Wednesday, June 14, 2006

A Moment of Nostalgia

This morning’s USA Today contained a brief article that caught my attention:

“Eminem will return to the big screen in an updated version of the television Western ‘Have Gun, Will Travel.’”

I was instantly transported back to the small living room of my childhood, where I can still see the one television set my family owned.

The political balance of our household was heavily weighted in favor of testosterone. Mom had ceded ownership of the television to my father and three brothers. My single vote was ignored when it came to determining what our family would watch during prime time. Westerns and military dramas dominated our television viewing seven nights a week.

This macho experience left me with an odd talent and a fondness for only two shows. The talent is the ability to sing the theme song for virtually every Western that aired from the time I was a toddler. The fondness was for two shows: “Maverick” and “Have Gun, Will Travel.” In their separate ways, both were anti-Westerns.

Everyone remembers “Maverick,” perhaps because of the 1994 Mel Gibson film. “Maverick” was my first experience with satire. Bret and Bart Maverick were not the typical cowboys. They avoided gunfights whenever possible and gently mocked the stereotype of a Western hero.

“Have Gun, Will Travel” had a single star, Richard Boone, who played a hired gunslinger in the years immediately after the Civil War. A graduate of West Point, his character was extremely literate and lived in a luxurious hotel in San Francisco. His business card displayed a white chess piece--the knight (hence the hero’s name, Paladin) and contained only the words: “Have Gun, Will Travel, Wire Paladin, San Francisco.”

Each week, in exchange for $1,000, Paladin would head out to assist someone in need. In anti-hero style, he dressed all in black except for the white knight chess piece embossed on his holster. He liberally quoted from the classics and sometimes turned on the one who hired him if he discovered his employer was victimizing others.

I was surprised at how complete my memory was for a show forty years old.

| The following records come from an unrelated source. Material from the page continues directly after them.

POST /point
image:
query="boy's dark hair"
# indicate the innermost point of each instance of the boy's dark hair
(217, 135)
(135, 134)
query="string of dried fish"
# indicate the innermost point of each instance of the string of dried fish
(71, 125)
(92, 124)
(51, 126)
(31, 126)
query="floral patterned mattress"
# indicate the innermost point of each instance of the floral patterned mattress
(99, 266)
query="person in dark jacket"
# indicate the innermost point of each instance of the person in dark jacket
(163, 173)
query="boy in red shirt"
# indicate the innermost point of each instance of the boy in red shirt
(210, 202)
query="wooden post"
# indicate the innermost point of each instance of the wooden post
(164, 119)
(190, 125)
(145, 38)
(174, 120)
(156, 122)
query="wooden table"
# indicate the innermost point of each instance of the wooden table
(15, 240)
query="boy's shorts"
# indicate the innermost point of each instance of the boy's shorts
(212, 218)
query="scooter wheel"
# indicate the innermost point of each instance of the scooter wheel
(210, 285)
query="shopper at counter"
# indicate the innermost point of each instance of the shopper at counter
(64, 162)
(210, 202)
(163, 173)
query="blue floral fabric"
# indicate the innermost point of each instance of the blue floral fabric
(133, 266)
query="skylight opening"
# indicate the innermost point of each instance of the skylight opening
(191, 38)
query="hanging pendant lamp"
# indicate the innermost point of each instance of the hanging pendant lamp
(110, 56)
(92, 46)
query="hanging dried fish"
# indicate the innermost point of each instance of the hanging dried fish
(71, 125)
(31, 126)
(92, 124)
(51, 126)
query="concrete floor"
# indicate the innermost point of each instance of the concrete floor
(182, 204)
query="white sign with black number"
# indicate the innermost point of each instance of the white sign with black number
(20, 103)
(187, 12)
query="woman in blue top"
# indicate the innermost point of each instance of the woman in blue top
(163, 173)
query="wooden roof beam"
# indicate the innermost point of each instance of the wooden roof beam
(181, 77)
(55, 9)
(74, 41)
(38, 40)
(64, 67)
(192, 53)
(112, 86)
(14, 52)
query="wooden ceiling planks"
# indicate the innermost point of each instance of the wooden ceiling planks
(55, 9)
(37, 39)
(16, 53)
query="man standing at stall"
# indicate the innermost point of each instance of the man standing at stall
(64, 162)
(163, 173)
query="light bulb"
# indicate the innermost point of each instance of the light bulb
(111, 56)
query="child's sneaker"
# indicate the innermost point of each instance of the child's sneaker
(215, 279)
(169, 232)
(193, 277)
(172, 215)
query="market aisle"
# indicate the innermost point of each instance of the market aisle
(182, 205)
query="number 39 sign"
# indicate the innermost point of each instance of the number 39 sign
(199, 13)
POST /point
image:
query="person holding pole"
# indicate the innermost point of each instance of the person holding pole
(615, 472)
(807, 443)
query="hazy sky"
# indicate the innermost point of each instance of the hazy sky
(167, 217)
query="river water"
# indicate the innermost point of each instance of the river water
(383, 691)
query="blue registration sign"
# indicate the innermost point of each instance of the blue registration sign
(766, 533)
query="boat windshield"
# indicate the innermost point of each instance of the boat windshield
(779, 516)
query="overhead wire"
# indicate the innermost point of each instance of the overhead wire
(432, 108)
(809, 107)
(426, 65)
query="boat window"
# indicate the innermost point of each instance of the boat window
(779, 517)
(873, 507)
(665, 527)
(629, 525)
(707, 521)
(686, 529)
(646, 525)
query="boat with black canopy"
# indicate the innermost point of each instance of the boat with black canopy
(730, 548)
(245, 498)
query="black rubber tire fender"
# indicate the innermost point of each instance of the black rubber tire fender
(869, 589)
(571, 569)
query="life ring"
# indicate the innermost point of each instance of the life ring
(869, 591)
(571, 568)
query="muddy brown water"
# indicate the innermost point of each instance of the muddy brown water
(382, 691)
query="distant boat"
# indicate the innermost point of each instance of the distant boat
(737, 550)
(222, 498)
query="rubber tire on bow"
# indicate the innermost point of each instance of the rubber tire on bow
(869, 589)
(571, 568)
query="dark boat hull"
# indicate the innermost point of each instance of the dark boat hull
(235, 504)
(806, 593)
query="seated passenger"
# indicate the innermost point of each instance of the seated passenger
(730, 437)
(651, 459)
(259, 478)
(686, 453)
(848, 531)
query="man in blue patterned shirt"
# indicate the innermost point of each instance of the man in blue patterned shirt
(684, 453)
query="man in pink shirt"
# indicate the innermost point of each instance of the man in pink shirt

I suspect that Paladin somehow tapped into my anti-authority streak, which was very well developed before I even hit first grade.

All I can say is that I hope Eminem doesn’t screw the film up.

Have Gun, Will Travel reads the card of a man.
A knight without armor in a savage land.

His fast gun for hire heeds the calling wind.
A soldier of fortune is the man called Paladin.

Paladin, Paladin, Where do you roam?
Paladin, Paladin, Far, far from home.


Postscript: A reader emailed me to point out that I forgot to mention Roger Moore as Beau Maverick.

Moore only joined the show after James Garner walked out in a contract dispute years later so I viewed him as a supporting character, not a star.

A funny thing about the theme song for "Maverick." The chorus goes:

Riverboat ring your bell
Fare-thee-well, Annabelle,
Luck is the lady that he loves the best.
Natchez to New Orleans,
Living on jacks and queens
Maverick is the legend of the West.


I was a small child living in New York at the time and assumed that the fifth line referred to the neighborhoods I knew: Jackson [Heights] and Queens. For YEARS, I assumed the Maverick brothers originally came from New York.

3 comments:

buffalodick said...

This can't be true! This will be the biggest miscast since John Wayne played a Mongol.

Maya Reynolds said...

Buffalodickdy: Don't know if it will make you feel better or worse, but in the "updated" version, Paladin will be a bounty hunter. Although the article didn't say, I suspect the new film will not even be a Western.

Thanks for stopping by.

Maya Reynolds said...

Emjay: I understand the series is on both VCR and CD. You might think about giving it to your son as a Christmas gift.